In many African countries, access to justice is hampered by too few courts and legal professionals, too long a distance between communities and institutions of justice, too little knowledge about the content of the law, and by corruption that breeds distrust of the justice system.

Mali, for instance, has 300 lawyers for a population of 15 million. The majority of them live in Bamako so despite laws providing for free legal aid, if you're a poor person up-country, you don't have much of a chance to get it.

That's why the United States is supporting the African Center for Justice and mobile courts.

The interconnectedness of the world means that even people in remote and impoverished areas have a greater sense of their rights. A case in point is a widow and mother of three young girls in the Democratic Republic of the Congo. After her husband's death, her in-laws threw her and her children out of their home.

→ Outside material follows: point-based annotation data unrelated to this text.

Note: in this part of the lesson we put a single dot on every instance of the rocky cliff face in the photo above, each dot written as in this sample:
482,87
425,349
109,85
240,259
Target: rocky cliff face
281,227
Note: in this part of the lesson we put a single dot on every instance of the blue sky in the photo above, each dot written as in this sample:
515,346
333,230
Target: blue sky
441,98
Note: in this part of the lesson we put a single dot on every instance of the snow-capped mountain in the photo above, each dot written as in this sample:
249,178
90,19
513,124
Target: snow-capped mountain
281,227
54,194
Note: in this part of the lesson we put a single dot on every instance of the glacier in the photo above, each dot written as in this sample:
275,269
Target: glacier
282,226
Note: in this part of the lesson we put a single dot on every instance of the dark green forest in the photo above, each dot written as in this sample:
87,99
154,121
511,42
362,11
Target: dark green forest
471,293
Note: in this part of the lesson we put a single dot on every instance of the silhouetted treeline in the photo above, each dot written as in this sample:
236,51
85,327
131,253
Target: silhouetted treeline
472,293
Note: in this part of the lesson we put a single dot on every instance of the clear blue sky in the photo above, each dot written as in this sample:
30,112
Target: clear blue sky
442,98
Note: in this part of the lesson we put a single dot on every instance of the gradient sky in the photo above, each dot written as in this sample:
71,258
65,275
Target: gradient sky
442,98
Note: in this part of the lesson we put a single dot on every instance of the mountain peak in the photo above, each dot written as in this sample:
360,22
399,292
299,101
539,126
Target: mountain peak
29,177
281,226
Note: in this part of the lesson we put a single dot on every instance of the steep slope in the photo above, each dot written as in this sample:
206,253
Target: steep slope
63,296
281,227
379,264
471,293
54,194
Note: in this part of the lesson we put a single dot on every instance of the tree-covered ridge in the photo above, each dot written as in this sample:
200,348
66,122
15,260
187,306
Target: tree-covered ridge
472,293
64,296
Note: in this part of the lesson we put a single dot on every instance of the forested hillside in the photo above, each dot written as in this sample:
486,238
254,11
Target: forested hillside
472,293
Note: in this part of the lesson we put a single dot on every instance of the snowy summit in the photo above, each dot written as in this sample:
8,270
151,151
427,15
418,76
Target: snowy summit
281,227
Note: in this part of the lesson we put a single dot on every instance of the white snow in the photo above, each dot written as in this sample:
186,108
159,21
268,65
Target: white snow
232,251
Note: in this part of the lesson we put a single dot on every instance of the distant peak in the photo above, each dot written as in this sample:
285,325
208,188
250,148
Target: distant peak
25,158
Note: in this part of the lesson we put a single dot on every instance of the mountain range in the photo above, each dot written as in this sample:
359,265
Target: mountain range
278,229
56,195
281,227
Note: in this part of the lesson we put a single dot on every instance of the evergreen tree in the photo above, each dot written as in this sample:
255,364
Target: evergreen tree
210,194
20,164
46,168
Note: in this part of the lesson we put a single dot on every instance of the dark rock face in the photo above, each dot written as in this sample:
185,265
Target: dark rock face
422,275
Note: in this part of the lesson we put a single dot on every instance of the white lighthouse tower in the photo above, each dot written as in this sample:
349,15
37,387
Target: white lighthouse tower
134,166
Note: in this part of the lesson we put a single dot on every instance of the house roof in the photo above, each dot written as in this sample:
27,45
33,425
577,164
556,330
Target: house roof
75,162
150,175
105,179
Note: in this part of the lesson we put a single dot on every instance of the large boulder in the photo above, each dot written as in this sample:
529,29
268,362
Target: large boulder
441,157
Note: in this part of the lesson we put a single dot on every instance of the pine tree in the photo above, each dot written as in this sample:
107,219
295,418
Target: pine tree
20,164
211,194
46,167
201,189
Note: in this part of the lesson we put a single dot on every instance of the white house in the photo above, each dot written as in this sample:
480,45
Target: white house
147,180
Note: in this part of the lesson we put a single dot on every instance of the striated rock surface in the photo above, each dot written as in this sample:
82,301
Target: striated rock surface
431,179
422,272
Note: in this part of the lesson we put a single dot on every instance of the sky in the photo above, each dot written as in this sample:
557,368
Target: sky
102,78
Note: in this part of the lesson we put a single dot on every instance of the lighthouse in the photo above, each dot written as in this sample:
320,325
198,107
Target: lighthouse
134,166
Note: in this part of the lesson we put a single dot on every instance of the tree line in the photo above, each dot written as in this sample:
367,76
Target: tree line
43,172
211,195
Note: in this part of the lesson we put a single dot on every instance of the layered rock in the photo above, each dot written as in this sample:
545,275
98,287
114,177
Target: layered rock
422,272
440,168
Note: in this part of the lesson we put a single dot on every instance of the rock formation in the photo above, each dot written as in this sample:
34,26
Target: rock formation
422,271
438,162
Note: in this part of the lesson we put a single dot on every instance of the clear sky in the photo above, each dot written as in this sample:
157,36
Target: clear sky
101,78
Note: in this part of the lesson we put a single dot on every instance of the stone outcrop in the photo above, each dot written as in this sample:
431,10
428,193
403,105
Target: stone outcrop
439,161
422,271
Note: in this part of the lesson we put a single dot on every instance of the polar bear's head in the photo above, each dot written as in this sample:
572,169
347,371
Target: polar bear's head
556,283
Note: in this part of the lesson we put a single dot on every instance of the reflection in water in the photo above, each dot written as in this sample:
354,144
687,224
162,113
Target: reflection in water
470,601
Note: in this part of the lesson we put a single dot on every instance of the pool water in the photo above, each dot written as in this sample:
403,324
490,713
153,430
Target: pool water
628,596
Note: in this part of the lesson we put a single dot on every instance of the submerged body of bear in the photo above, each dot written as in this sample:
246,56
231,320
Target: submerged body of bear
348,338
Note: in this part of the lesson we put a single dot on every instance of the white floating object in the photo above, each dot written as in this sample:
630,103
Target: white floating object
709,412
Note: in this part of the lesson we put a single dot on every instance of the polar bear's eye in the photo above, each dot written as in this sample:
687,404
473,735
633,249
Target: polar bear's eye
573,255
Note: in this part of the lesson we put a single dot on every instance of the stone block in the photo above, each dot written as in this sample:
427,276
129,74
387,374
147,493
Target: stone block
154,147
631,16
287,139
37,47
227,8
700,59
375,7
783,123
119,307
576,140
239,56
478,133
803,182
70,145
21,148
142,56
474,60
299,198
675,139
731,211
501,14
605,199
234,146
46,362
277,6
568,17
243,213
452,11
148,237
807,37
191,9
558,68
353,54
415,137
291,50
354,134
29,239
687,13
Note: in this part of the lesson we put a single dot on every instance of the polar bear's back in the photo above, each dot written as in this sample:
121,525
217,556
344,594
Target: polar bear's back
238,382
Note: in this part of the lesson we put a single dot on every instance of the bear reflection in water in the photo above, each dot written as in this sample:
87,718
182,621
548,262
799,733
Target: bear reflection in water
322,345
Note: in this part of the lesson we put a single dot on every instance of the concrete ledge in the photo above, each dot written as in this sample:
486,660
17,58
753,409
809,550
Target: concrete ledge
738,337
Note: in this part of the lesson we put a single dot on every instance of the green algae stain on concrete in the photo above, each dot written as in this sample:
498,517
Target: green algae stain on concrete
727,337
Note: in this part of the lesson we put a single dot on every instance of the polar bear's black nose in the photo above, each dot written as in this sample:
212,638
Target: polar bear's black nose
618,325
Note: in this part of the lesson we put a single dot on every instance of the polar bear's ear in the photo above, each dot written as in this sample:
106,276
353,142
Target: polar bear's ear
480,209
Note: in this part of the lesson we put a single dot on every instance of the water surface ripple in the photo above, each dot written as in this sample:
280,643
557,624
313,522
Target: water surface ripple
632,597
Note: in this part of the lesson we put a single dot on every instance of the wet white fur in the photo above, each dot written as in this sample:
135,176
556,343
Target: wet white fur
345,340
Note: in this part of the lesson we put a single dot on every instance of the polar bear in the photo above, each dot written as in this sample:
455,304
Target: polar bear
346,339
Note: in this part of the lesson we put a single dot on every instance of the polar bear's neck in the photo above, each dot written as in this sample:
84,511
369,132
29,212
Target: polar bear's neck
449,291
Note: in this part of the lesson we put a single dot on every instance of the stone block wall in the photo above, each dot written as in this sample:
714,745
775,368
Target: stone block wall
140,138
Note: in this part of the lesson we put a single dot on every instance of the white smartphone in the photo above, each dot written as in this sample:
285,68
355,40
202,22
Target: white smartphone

The mother found her way to a legal aid clinic that was able to point her toward Congolese laws supporting equal treatment of male and female children and with the clinic's help she and her daughters were able to return to their home.

"Access to justice doesn’t just mean access to courts," said Assistant Secretary Malinowski, "it means access to information and to government services from a government that is responsive to their needs." And the most responsive governments are those that are freely elected by citizens and that respect term limits in office.

The United States wants to see systems of governance and justice that focus on citizens and that work for and empower the poorest people in society. This is the right thing to do; it’s also the smart thing to do if you want to build stable, peaceful, prosperous and just societies.